Blank filling の三人称の文章は、音読 read aloud と、さり気なく書いてあります。
 なぜ、そうするのか、と思った人はいませんか。このことは、随分前にも書いてあるはずです。

 以前のブログで、私の研究室で行なっていた小学生12人の実験クラスについて書いたことがあります。2012年の10月です。その時のもっとも印象的な話を紹介しています。

I とは、誰のこと?「ひとごと」か「私ごと」か?
 詳しくは、このエントリーを読んでいただくとして、そこにこんなエピソードが紹介されています。

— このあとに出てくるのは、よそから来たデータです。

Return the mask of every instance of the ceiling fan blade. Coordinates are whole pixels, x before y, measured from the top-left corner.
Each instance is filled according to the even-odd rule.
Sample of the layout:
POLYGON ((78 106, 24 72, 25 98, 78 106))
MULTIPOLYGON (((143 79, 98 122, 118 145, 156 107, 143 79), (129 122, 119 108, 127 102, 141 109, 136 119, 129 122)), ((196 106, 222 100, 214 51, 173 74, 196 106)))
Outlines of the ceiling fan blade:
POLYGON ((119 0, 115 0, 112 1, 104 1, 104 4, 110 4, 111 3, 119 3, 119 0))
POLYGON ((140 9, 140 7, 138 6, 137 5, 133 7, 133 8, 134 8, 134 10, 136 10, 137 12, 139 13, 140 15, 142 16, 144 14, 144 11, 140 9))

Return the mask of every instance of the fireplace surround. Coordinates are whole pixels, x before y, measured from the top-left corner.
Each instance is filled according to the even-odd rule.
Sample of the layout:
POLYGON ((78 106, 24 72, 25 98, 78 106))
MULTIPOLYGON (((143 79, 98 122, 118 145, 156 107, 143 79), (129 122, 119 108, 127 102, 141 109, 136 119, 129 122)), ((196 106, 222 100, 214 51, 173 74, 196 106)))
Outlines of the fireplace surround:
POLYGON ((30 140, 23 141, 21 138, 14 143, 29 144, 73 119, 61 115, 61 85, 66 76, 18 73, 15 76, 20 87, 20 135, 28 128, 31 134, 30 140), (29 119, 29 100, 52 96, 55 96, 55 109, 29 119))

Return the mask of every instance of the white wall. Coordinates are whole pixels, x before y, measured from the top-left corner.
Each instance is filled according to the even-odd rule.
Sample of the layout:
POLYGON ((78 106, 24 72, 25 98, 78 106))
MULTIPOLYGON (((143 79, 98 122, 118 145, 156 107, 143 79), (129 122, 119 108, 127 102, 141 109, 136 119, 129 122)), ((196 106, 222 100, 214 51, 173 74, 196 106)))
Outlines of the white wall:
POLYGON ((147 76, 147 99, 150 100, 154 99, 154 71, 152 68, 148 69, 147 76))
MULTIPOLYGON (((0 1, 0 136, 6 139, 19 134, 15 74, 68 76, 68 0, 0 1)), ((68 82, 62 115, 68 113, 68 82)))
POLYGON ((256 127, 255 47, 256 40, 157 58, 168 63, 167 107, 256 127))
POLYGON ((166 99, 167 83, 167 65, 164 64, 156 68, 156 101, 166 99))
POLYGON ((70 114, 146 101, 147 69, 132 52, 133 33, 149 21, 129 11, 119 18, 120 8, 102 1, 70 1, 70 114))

その実験クラスで、自己紹介の文章を書き、話す段階になった時のことです。
 最初の自己紹介文は、I am Masao. で始まっていました。
 で、いよいよ、その文章を読ませようとしたら、そのうちの一人、そういっては何ですが、一番いたずらっ子で、出来があまりよくない男の子が、読もうとしないのです。そこで、担当の卒業研究の学生が、
「なんで、読まんの?」と言ったら、その子が、
「だって、おれ、Masao でないもん」と言ったのです。

 この事の意味は、このエントリーを読んで理解してください。
 
 英語の教科書やテキストには、I を主語にした文章が頻出しています。生徒は、それを何の疑問も持たずに音読させられています。

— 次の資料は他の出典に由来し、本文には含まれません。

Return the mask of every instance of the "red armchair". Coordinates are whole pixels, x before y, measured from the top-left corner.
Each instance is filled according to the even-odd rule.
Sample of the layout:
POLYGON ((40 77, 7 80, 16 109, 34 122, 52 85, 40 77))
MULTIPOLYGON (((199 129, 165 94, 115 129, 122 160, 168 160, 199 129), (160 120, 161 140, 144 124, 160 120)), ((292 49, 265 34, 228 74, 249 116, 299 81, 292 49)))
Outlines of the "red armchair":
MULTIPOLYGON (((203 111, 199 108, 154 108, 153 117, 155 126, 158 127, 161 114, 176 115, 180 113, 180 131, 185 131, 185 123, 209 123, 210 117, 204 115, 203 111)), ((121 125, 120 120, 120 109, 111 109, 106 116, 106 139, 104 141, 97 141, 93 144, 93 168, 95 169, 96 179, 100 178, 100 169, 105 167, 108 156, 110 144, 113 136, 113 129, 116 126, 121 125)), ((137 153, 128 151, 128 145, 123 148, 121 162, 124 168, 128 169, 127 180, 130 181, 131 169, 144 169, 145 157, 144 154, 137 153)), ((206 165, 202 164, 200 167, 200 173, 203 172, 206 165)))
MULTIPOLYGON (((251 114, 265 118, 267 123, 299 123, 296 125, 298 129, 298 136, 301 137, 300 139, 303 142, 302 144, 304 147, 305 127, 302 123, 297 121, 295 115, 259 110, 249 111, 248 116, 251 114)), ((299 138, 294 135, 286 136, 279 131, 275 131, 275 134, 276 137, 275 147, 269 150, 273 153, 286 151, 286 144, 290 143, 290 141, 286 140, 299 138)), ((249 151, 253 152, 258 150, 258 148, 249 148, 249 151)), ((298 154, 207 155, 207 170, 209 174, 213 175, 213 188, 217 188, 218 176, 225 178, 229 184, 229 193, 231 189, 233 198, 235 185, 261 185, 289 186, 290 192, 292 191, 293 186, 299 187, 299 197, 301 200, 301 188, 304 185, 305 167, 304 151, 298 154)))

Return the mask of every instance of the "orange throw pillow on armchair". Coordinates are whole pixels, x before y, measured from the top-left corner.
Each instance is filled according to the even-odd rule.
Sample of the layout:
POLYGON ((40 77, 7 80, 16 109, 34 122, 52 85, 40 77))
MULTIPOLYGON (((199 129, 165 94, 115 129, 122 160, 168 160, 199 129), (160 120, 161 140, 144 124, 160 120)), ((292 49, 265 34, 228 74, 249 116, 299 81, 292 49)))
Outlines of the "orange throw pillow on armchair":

 これが、日本語の文章で、「私」が出てきた場合、声を出して、
「私は、誠(まこと)です」と言ったら、誠でもない人は、変な感じしませんか。
誠という人物が、自己紹介している文章や、スピーチしているのを、黙って読んだり、聞いたりするのは、普通のことです。しかし、自分の口から、「私は誠です」と声に出して言うのは、脳が受け付けないでしょう。それを texting するのも、脳には不快です。
 学校の英語では、そういうことを、何の疑いもなくやっています。だから、英語脳が出来ないのです。
 
 そういうわけですので、Yumi's Profile や Koji's Profile が一人称で書かれているものは、声に出してはよまないのです。

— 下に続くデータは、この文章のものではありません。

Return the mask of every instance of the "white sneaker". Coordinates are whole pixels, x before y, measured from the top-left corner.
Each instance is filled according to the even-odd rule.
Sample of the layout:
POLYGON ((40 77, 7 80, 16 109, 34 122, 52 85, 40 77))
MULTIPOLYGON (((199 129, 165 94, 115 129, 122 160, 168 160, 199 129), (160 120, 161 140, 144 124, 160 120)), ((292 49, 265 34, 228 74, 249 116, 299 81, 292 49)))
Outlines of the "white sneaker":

 しかし、それが、Yumi とKoji についての三人称の文章なら、声に出して読んでも、あるいは texting しても、英語脳は不快に感じません。

 この件に関しては、直近の
こんな reading strategy 聞いたことありますか。効果抜群。脳が喜ぶ。スマホならこそ。
 も参考にしてください。
 
 My Profile の後には、My House, My case of Flu, My Visit to Dentist, My Pet, My Favorite Food, My Healthy Food などなど、日本における日本人英語学習者の生活に基づいた話が、続々登場しますが、全て、同じ手続きで学習します。
 このエントリーに書いてあることですが復習すれば、
 まずは、Kindle で、知らない単語を調べて、ゆっくり読み、次いで Evernote 版の一人称の文章を、主人公が話すのを聞きながら文章を黙読し、次いで、その三人称版を Blank filling texting する、という手順です。
 こうして texting する英文の数は、最終的には、どれくらいになるか勘定してませんが、5000はくだらないでしょう。
 そして、各トピックについて、100前後の質問文の回答(解答ではないですよ)も texting しますから、すごい数になります。
 ことは、そうやって、ちゃんと英語ができるようになるかどうかですが、やってみなければわかりません。この後の Documentary を楽しみにしていてください。
 千葉県のある青年が、このように学習した結果、半年も経たないうちに Cambridge 英検に合格していますから、46人の中には、それくらい行く学生がでてこないか、とひそかに楽しみにしています。ちょっと無理かな。